1.5 New ways of doing, thinking and feeling are generated
This process of exploring the unknown together in leadership practice generates alternative ways of doing, thinking and feeling. When existing power is disrupted, destabilised or even overturned, a vacuum of sorts is left and space is created for alternative values and practices. Leadership inevitably, therefore, involves some kind of reckoning with what an alternative future might look like. Many revolutionary or radical movements fail because they do not have a plan for what an alternative will be if they are successful at unseating power. There were examples of this vacuum during the Arab Spring protests of the early 2010s. Several of these resulted in more problematic regimes entering power than the ones that were unseated because the activists were not organised enough, or powerful enough, to implement a plan.
One of the reasons why Black Lives Matter is such a potent example of leadership is because it works at the level of doing, thought and feeling and it can, if you allow it, push at the limits of what organisations think is possible. It has forced a reckoning with how people view institutions and organisations at quite a fundamental level, asking whether their actions match their professed values. People may feel shame, for example, that their organisation continues to be associated with the slave trade despite publicly standing for equality. Such reckonings – often glibly dismissed as merely ‘cultural’ and surface-level issues – can in turn prompt deeper critical thinking about the practices followed by organisations. Processes of feeling and thought, experienced together or alone, prompt conversations and actions that unsettle the status quo. They also generate new modes of thinking, feeling and doing.
Important in this process of generating new ways of doing, thinking and feeling is the emergence of new leaders – people who are empowered to act. The academic term for the capacity to act is ‘agency’. Leadership is a practice that involves developing and unleashing people’s capacity to act in and against power. This acting and the development of the capacity to act is a collective process, where many people work together, build one another up, even if in practice only one or a few people step into a publicly prominent position.
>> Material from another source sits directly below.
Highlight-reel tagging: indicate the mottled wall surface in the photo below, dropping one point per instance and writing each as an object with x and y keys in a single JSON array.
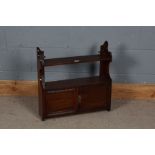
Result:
[{"x": 133, "y": 50}]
Finally, you can note from the discussion above that leadership holds great potential for enriching action for racial equity and justice. Leadership invites us to work on the level of meaning and feelings. Racist sentiment is also generated at the level of feelings and works in pernicious ways to mislead and corrupt meaning. Leadership work can therefore confront racism on the level of meaning, working to transform how people think, feel and act. But leadership can also provide alternative visions of the future that rely on hope, care and love, rather than hate and mistrust.